Aquarius (Jan. 20–Feb. 18): Do you recall the opening scene of Lewis Carroll’s story Alice’s Adventures in Wonderland? Alice is sitting outside on a hot day, feeling bored, when a White Rabbit scurries by. He’s wearing a coat and consulting a watch as he talks to himself. She follows him, even when he jumps into a hole in the ground. Her descent takes a long time. On the way down, she passes cupboards and bookshelves and other odd sights. Not once does she feel fear. Instead, she makes careful observations and thinks reasonably about her unexpected trip. Finally she lands safely. As you do your personal equivalent of falling down the rabbit hole, Aquarius, be as poised and calm as Alice. Think of it as an adventure, not a crisis, and an adventure it will be.

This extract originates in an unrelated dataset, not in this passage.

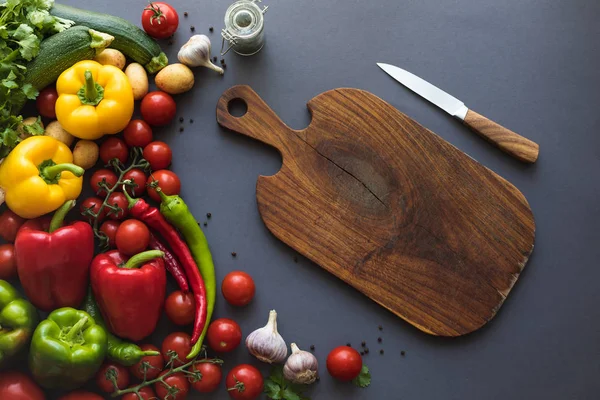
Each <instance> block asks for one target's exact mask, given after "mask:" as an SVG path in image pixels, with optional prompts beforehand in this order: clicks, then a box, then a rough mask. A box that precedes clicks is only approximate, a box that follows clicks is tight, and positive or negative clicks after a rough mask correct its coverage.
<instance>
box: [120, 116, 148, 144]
mask: <svg viewBox="0 0 600 400" xmlns="http://www.w3.org/2000/svg"><path fill="white" fill-rule="evenodd" d="M152 137H153V135H152V128H151V127H150V125H148V124H147V123H145V122H144V121H142V120H141V119H132V120H131V121H129V124H127V126H126V127H125V130H124V131H123V139H125V143H127V146H129V147H146V146H147V145H148V143H150V142H151V141H152Z"/></svg>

Pisces (Feb. 19–March 20): You are positively oceanic these days. You are vast and deep, restless and boundless, unruly and unstoppable. As much as it’s possible for a human being to be, you are ageless and fantastical. I wouldn’t be surprised if you could communicate telepathically and remember your past lives and observe the invisible world in great detail. I’m tempted to think of you as omnidirectional and omniscient, as well as polyrhythmic and polymorphously perverse. Dream big, you crazy wise dreamer.